Bledsoe's constitutional argument is made against the procedure by which he was declared a habitual offender, not the statute under which he was criminally convicted. They are different statutes. Unlike the license suspensions involved in Stinnie v. Holcomb, Bledsoe is filing a collateral attack on the legality of his incarceration pursuant to a valid judgment of a state court. He has not filed an independent federal claim challenging the constitutionality of the repealed statutes for determining whether someone is to be considered a habitual offender; he is challenging the state court's criminal judgment itself. Challenging a law that is not a criminal statute is not a proper function of the habeas statute. The court in Stinnie specifically distinguished the type of claim Bledsoe is trying to make, which would be precluded by the Rooker-Feldman doctrine. Stinnie v. Holcomb, 355 F.Supp.3d 514, 523 (W.D. Va. 2018).

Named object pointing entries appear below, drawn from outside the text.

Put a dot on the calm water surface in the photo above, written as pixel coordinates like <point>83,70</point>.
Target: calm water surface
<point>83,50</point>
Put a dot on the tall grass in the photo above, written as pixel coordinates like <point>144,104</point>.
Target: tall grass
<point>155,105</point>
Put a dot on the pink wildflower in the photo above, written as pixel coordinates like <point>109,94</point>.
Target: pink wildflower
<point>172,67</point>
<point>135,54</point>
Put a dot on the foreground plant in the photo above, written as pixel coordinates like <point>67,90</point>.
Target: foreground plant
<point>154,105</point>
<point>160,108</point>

E. Pro Se Litigants and Liberal Construction
Although pleadings of a pro se litigant are to be liberally construed and are held to less stringent standards than those required of lawyers, a petitioner must still allege facts that entitle him to relief. Bailey-El v. Housing Authority of Baltimore, 185 F.Supp.3d 661, 671 (D. Md. 2016). Liberal construction cannot save Bledsoe's petition, because his facts and arguments are already clearly stated; the arguments are not supported by the law, although he has made a very artful attempt at stretching the case law to cover his facts. The court cannot grant relief that the facts and law do not support.

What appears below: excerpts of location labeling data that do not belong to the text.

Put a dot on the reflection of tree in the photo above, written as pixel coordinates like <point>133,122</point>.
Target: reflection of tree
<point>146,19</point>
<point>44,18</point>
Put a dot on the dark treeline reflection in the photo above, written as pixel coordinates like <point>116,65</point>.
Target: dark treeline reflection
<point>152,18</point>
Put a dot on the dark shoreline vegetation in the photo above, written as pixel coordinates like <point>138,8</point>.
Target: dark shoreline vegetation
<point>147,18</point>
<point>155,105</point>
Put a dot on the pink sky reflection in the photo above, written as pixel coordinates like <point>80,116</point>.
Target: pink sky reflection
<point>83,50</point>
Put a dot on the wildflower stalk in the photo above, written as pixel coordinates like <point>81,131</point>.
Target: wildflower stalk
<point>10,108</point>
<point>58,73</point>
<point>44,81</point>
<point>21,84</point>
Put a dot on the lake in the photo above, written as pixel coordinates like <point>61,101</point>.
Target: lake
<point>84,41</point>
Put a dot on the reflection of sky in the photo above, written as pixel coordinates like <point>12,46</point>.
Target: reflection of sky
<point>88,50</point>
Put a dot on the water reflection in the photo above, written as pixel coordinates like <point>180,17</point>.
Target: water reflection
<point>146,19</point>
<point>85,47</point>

Nor are petitioner's requests for leniency on the timeliness of his filing supported by adequate reasoning. A federal court can grant equitable tolling in limited circumstances, if a petitioner has pursued his rights diligently and some extraordinary circumstances prevented his filing. Bledsoe has not demonstrated diligent pursuit of his rights. He argues that he was not aware of the potential challenge to the habitual offender statute until the Stinnie case was decided in 2018 and that COVID lockdowns and protocols prevented him from filing a timely petition.
The Supreme Court of Virginia refused his direct appeal on April 1, 2019. The one-year statute of limitations on his state habeas claims began that day. The Stinnie decision had already been decided, so that is not what prevented his timely filing. He had 90 days in which to file his petition for certiorari with the U.S. Supreme Court, but he did not do so. Accordingly, the judgment became final and the statute of limitations on his federal habeas claims began running on July 1, 2019 (because the 90th day, June 30, fell on a Sunday). The deadline for filing his state habeas was April 1, 2020. The COVID emergency did not begin causing lockdowns and delays until two or three weeks before that deadline; that did not justify a delay of more than one and a half years in filing his state petition and nearly two years delay in filing his federal petition. This court alone received more than 50 habeas petitions between July 1, 2020, and June 24, 2022. Had Bledsoe pursued his rights diligently, his petition would have been filed earlier.
IV. CONCLUSION
For the reasons stated above, Bledsoe has failed to establish that this court's order of January 10, 2023, contained a clear error of law or that denying his petition would create a manifest injustice. He has not established any grounds for reconsideration of the opinion and order previously entered. Accordingly, the motion for reconsideration will be denied.
An appropriate Order will be entered.